Through at least the middle of August, most of Georgia will likely be warmer and drier than normal. The weather outlook for the mountain counties is less certain.
Summer is the most difficult season to forecast for the Southeast. The El Niño — Southern Oscillation ocean-atmosphere pattern, or ENSO, gives atmospheric scientists good guidance on what weather to expect during winter and early spring. But during the summer, ENSO has little impact on temperatures and rainfall in the Southeast. Because of this, atmospheric scientists must use other information for forecasts.
One of the best indicators of climate over a period of several weeks is persistence. Persistence means the current climate pattern will continue for a period of time. Since Georgia has been warmer and drier than normal since March, the persistence outlook is for Georgia to remain warmer and drier than normal for the next several weeks.
An additional indicator is the current drought. Even with normal temperatures and rain during the summer, Georgia soils continue to dry, and stream flows drop. Even if Georgia receives normal rain this summer, the drought is expected to continue.
Drought and warmer-than-normal temperatures go together and typically reinforce each other. Dry soils mean that more energy from the sun heats the soil and the air above it. Warmer temperatures mean that the soils lose more water to evaporation and plant water use.
With drought conditions leading to higher temperatures, the current drought indicates an outlook of warmer-than-normal temperatures.
More difficult for thunderstorms to form
During the summer, much of the rain that Georgia receives is from scattered afternoon and evening thunderstorms. With local soil moisture low, there is less moisture available locally for the development of these afternoon or evening storms. The lack of moisture locally argues for a drier-than-normal summer.
During droughts, it is common for a region to experience “sinking air” from higher up in the atmosphere. This makes it difficult for scattered afternoon and evening thunderstorms to develop. Sinking air also compresses and warms. This is another example of how temperature and drought reinforce each other.
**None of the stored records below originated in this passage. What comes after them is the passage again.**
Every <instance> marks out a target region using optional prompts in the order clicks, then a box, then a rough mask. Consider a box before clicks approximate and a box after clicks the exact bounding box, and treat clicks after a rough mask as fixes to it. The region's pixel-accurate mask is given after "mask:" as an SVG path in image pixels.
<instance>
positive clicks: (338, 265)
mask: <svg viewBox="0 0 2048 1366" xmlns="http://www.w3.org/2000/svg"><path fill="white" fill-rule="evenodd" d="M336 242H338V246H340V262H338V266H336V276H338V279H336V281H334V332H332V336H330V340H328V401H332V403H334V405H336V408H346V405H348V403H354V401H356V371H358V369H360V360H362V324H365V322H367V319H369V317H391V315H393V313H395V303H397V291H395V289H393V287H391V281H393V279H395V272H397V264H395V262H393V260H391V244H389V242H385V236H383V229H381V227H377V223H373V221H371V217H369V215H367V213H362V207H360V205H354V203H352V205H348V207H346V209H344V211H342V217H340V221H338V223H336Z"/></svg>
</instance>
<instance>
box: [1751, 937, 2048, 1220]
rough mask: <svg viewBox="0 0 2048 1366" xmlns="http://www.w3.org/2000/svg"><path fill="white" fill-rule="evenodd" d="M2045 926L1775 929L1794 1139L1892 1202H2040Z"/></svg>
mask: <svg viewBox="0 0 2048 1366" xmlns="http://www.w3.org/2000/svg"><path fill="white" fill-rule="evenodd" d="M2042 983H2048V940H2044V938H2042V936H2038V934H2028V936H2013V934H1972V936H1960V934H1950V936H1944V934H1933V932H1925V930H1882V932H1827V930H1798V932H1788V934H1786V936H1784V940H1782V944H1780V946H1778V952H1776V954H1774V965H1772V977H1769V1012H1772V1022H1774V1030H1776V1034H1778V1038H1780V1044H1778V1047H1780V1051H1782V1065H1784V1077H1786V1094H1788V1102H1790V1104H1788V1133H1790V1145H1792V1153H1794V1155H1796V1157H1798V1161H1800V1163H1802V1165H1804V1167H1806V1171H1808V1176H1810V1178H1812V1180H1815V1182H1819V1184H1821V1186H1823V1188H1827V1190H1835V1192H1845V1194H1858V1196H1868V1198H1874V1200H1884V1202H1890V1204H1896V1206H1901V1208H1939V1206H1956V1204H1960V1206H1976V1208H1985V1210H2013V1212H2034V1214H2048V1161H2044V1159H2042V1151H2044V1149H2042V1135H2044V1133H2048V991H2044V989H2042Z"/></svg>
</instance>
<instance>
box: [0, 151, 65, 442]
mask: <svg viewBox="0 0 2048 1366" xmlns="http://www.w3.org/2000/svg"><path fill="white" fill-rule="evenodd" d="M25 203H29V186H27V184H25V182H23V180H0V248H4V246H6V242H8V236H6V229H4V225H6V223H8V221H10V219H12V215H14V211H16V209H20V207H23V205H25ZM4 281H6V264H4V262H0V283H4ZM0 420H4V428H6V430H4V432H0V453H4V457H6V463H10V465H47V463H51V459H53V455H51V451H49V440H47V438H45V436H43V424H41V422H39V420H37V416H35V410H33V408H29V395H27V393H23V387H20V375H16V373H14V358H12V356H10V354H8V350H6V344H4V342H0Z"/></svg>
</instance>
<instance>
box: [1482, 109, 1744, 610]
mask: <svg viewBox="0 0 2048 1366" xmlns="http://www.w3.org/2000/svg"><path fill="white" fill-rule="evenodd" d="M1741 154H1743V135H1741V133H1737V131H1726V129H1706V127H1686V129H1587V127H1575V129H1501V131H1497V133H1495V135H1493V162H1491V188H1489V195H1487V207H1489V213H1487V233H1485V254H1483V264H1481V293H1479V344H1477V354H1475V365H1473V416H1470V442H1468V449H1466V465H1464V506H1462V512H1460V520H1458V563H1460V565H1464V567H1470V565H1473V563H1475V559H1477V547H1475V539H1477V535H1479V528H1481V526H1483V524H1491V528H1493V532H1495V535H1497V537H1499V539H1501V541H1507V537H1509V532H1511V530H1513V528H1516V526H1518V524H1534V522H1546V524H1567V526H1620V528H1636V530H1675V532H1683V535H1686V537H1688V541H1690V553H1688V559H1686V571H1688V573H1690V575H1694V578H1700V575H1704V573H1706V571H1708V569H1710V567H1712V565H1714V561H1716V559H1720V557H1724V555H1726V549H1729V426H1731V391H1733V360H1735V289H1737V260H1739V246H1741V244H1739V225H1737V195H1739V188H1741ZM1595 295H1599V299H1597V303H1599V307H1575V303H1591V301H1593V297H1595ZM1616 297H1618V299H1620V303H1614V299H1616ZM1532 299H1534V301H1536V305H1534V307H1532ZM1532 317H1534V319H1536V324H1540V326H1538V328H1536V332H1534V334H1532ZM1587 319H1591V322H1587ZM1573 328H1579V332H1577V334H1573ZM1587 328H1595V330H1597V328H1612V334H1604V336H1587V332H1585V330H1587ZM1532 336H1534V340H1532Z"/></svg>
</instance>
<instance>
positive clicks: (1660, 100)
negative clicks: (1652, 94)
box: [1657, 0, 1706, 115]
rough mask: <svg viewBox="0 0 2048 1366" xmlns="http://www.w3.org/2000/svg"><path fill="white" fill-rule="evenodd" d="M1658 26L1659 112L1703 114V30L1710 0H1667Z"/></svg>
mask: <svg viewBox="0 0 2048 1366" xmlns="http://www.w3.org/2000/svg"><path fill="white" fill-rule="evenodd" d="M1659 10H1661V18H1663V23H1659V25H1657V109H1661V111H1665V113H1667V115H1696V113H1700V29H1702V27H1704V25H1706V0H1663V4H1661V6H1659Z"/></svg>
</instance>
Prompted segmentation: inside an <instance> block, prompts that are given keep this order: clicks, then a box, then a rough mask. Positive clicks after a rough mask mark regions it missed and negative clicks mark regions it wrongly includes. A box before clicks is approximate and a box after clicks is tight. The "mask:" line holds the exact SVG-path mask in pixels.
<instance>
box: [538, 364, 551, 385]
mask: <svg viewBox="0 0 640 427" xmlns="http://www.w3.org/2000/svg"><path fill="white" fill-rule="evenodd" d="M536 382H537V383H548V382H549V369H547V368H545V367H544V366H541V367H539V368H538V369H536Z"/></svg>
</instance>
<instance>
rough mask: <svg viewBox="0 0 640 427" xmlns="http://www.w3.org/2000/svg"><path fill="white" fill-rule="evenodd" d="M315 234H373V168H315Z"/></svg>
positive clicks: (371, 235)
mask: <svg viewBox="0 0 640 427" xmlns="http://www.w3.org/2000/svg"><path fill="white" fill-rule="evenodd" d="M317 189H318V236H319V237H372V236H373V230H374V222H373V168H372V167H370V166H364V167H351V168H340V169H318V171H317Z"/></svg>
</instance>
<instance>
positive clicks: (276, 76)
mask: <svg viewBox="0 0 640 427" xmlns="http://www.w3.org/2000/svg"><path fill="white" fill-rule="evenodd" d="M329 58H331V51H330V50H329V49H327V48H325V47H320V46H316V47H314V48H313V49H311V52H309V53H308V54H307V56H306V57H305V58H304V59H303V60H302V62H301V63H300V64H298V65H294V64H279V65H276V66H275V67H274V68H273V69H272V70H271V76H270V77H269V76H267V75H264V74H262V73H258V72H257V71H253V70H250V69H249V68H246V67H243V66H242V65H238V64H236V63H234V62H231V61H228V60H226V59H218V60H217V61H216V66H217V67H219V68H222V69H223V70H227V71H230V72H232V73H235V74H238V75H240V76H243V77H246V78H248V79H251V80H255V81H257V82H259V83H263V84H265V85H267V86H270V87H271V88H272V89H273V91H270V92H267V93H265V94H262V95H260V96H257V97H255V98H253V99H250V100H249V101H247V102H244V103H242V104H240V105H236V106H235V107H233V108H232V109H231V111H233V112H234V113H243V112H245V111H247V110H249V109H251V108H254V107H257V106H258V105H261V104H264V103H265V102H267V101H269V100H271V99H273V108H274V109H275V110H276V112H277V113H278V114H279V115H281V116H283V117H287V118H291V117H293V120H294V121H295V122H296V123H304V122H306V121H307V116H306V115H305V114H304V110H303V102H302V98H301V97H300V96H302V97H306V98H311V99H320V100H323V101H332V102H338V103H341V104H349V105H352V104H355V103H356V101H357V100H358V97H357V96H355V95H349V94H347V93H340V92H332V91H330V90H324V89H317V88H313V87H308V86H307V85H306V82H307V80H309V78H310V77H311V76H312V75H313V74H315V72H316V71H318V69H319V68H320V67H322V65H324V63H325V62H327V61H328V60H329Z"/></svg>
The summer outlook for the mountain counties is more uncertain. The mountains have received more rain than southern Georgia. The mountain counties are on a dividing line between a region to the south expecting a warmer and drier summer and a region to the north expecting a cooler and wetter-than-normal summer. The mountain counties will probably experience a warmer and drier-than-normal summer, but the confidence of this outlook is low.
By the middle of August, the tropics are usually becoming very active. Much of Georgia’s late summer and fall rains come from tropical weather systems such as tropical storms or hurricanes.
This hurricane season is expected to be more active than normal. Unfortunately, atmospheric scientists do not have the ability to forecast how many of the storms will make landfall. An active hurricane season gives us no guidance on the chances of Georgia experiencing tropical weather.
If Georgia receives tropical weather, widespread temporary drought relief can occur. If the tropical activity occurs earlier than typical, then warmer and drier-than-normal weather could end earlier than expected this summer. If Georgia doesn’t receive tropical weather this summer, then the current drought will persist into fall.
(David Stooksbury is the state climatologist, a professor of engineering and graduate coordinator for atmospheric sciences in the University of Georgia College of Agricultural and Environmental Sciences.)